Anthony "Tony" O'Donohue is a former municipal politician in Toronto, Ontario.
Early life
Born in The Burren, County Clare, Ireland, O'Donohue graduated as a civil engineer from University College, Galway in 1954. He moved to Toronto in 1956 to pursue his profession as a municipal engineer designing urban services such as roads, water supply, sewage treatment, storm water run-off and waste management. Inspired by Prime Minister Lester B. Pearson's initiative for a new flag for Canada, O'Donohue joined the Young Liberals in the early 1960s and made many trips to Ottawa with other Young Liberals to support the new flag proposal. As one of the party's first advocates for environmental causes, he encouraged the Young Liberals to become active in environmental issues. His Liberal Party national convention papers on water supply and sewage treatment received national attention.
City Council
He was elected as a Toronto City Councilalderman in the 1966 municipal election. As an engineer, he focused on the need for a clearer understanding of the environment and, as a reformer, encouraged a new approach to local politics. He ran for Toronto mayor in 1972, losing to David Crombie, and again in 1978 to John Sewell. His 1978 defeat to the left-wing Sewell was seen as a result of vote splitting between O'Donohue and David Smith, a Liberal. O'Donohue and colleague Art Eggleton had agreed that only one of them should run against Sewell for mayor in 1980. They were to conduct a public opinion poll to determine which of them had the better chance of toppling the incumbent Mayor. However, according to O'Donohue's memoirs, Eggleton broke the pact and unilaterally declared himself a mayoralty candidate forcing O'Donohue to stay out of the race in order not to split the vote. O'Donohue was returned to City Council following a by-election after the death of City Councillor George Ben in 1980. He spent the next 14 years working to address the many energy and environmental problems facing urban areas. In April 1989, O'Donohue introduced a by-law at City Council to ban the manufacture, sale, distribution and use of ozone depleting substances. It was the first such legislation anywhere and became a model for other cities. As a result, he was invited to make a presentation on the Toronto by-law at the Beckman Institute of the National Academies of Science and Engineering, in Irvine, California. While there, he consulted world-renowned chemist and later Nobel laureateFrank Sherwood Rowland on how to help prevent the dumping of ozone depleting substances into the atmosphere. In 1992, he presented a motion to City Council to adopt a by-law prohibiting anyone from lying, sleeping or blocking city sidewalks. He argued that the city paid millions of dollars to make sufficient beds available for the homeless and there was no need for anyone to lie or sleep on the sidewalks. The motion lost and sleeping on the sidewalks has remained part of the landscape in downtown Toronto streets. In the 1994 municipal election, he was defeated in Ward 3 by 28-year-old Mario Silva. The result was very close and subject to several recounts before the Ontario Court of Appeal ruled that Silva had won by 15 votes.
After politics
Since leaving politics, O'Donohue operated his own company until 2004, Environmental Probe Ltd., which helped developers fulfill the requirements of environmental assessments and laws. O'Donohue's son, Daniel, works for the city of Toronto as an evaluator of expropriated land.

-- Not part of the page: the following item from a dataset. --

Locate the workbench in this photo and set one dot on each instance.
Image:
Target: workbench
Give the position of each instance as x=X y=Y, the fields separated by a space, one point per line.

Following the Changing Atmosphere Conference in July, 1988, O’Donohue embarked a plan to make Toronto a leading world city in urban environmental issues. He convinced City Council to apply to the province for special legislation to set up the Toronto Atmospheric Fund. In December 1992, approval was given. As a member of the City Executive Committee, O’Donohue convinced City Council that $23 million – 20% of the moneys received by the City from the sale of its Jail Farm – should be given to TAF and he was appointed chairman.
Works
Front Row Centre Abbeyfield Publishers.
The Tale of a City - Re-Engineering the Urban Environment Dundurn Press.